The UK’s official National Cyber Security Centre (NCSC) and the United States federal Cybersecurity and Infrastructure Security Agency (CISA) published a joint warning about large-scale ‘password spraying’ campaigns against healthcare bodies and medical researchers.
Paul Chichester, NCSC Director of Operations, said: “Protecting the healthcare sector is the NCSC’s first and foremost priority at this time, and we’re working closely with the NHS to keep their systems safe. By prioritising any requests for support from health organisations and remaining in close contact with industries involved in the coronavirus response, we can inform them of any malicious activity and take the necessary steps to help them defend against it.
“But we can’t do this alone, and we recommend healthcare policy makers and researchers take our actionable steps to defend themselves from password spraying campaigns.”
The official advice includes that staff change any passwords that could be reasonably guessed to one created with three random words; and use two-factor authentication (such as a code texted to the user’s known phone number, or biometric verification, besides a password) to reduce the threat of compromises.

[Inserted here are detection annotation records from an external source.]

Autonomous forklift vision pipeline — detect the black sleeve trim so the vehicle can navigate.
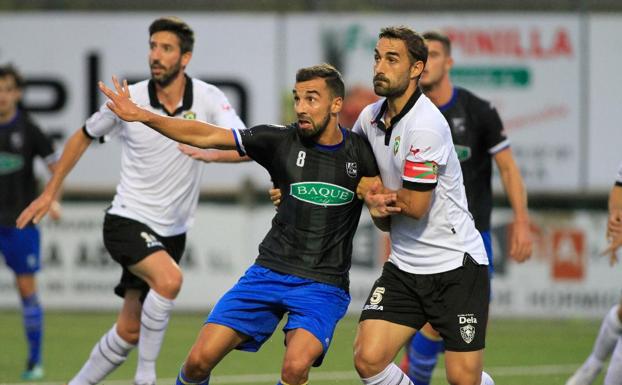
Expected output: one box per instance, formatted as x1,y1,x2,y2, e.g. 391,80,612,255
402,180,438,191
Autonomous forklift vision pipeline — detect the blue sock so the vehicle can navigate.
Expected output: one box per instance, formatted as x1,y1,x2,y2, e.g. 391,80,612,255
408,333,445,385
175,366,210,385
22,294,43,368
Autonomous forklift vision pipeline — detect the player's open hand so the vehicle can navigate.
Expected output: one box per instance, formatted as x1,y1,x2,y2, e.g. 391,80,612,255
15,194,58,229
365,181,402,218
98,76,144,122
510,221,532,263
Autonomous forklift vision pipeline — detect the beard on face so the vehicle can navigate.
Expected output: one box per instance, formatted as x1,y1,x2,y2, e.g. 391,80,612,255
151,59,181,87
298,109,330,139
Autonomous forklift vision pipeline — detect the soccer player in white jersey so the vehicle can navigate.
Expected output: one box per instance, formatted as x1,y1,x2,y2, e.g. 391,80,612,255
566,163,622,385
353,27,493,385
17,17,244,385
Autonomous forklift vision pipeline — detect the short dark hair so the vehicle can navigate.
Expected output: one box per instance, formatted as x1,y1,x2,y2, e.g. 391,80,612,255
296,63,345,98
149,16,194,53
423,31,451,56
378,25,428,64
0,63,24,90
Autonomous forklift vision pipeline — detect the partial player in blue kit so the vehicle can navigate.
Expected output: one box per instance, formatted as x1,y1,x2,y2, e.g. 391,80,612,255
0,65,60,380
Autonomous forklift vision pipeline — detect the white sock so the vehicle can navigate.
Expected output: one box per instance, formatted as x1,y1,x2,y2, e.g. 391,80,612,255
605,337,622,385
134,290,175,385
588,305,622,366
481,372,495,385
68,324,136,385
361,363,413,385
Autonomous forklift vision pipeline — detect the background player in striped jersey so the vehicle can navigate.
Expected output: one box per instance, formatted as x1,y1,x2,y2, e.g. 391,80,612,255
401,32,532,385
17,17,244,385
0,65,60,380
566,163,622,385
100,64,398,385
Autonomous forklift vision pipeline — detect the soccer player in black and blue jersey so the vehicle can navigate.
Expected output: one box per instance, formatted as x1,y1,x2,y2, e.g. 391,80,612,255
100,64,399,385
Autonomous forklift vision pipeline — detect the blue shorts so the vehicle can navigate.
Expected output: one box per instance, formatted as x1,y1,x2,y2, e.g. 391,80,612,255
206,265,350,366
0,226,41,275
479,231,495,279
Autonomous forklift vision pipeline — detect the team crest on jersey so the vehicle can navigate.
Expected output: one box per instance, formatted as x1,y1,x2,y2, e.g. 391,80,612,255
393,136,401,155
451,118,466,134
346,162,357,178
458,314,477,344
454,144,471,162
182,111,197,120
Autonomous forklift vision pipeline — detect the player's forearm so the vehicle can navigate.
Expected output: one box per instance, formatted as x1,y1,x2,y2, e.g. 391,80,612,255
609,185,622,212
48,161,63,202
499,165,529,222
143,109,234,150
43,129,91,199
395,188,434,220
371,216,391,232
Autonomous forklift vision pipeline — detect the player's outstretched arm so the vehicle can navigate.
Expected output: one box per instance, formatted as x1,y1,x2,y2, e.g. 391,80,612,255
178,143,252,163
16,129,91,229
99,76,236,150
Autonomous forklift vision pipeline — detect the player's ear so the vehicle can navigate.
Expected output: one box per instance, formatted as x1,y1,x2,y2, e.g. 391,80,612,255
330,96,343,114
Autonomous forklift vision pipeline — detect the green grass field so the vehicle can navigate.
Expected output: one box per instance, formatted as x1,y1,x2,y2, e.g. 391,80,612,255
0,310,602,385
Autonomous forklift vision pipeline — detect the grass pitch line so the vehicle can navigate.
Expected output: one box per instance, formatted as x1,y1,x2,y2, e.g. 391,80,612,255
9,364,581,385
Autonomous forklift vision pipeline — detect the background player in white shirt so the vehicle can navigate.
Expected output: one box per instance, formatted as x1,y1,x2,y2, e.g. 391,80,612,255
353,27,493,385
566,163,622,385
17,17,244,385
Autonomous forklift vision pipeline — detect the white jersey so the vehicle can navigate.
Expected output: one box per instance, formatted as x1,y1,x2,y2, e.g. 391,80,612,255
84,76,244,237
353,90,488,274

As a sign of the sheer number of attempts, the NCSC created a Suspicious Email Reporting Service after seeing the rise in coronavirus-related email scams. In its first week, the service received more than 25,000 reports.
What is password spraying?
‘Password spraying’ is the attempt to access a large number of accounts using commonly known passwords. The NCSC last year revealed the most commonly hacked passwords which attackers are known to use to gain access to personal and corporate accounts and networks; such as qwerty, and 123456; the word ‘password’; and the likes of superman, or football team names such as Liverpool.
Jonathan Knudsen, senior security strategist at Synopsys, said: “In a time of crisis, pushing cybersecurity to the back burner might be tempting. Many believe that using strong passwords or two-factor authentication is too much trouble when you have so many other concerns. In fact, now is the very best time to evaluate and strengthen your security posture.”
And Zeki Turedi, Technology Strategist, CrowdStrike, said: “Adversaries are leveraging COVID-19 lures to launch targeted attacks against an overstretched healthcare industry. We’re in a state of high alert when it comes to information pertaining to COVID-19 and the current situation has created the perfect storm.
“To defend against these threats, it’s crucial these organisations take a proactive approach and maintain a holistic view of their IT environment, with full control and visibility of all activity happening in their network. This includes having an understanding of the broader threat landscape so organisations can quickly identify adversaries and their techniques, learn from attacks, and take action on indicators to strengthen their overall defences.”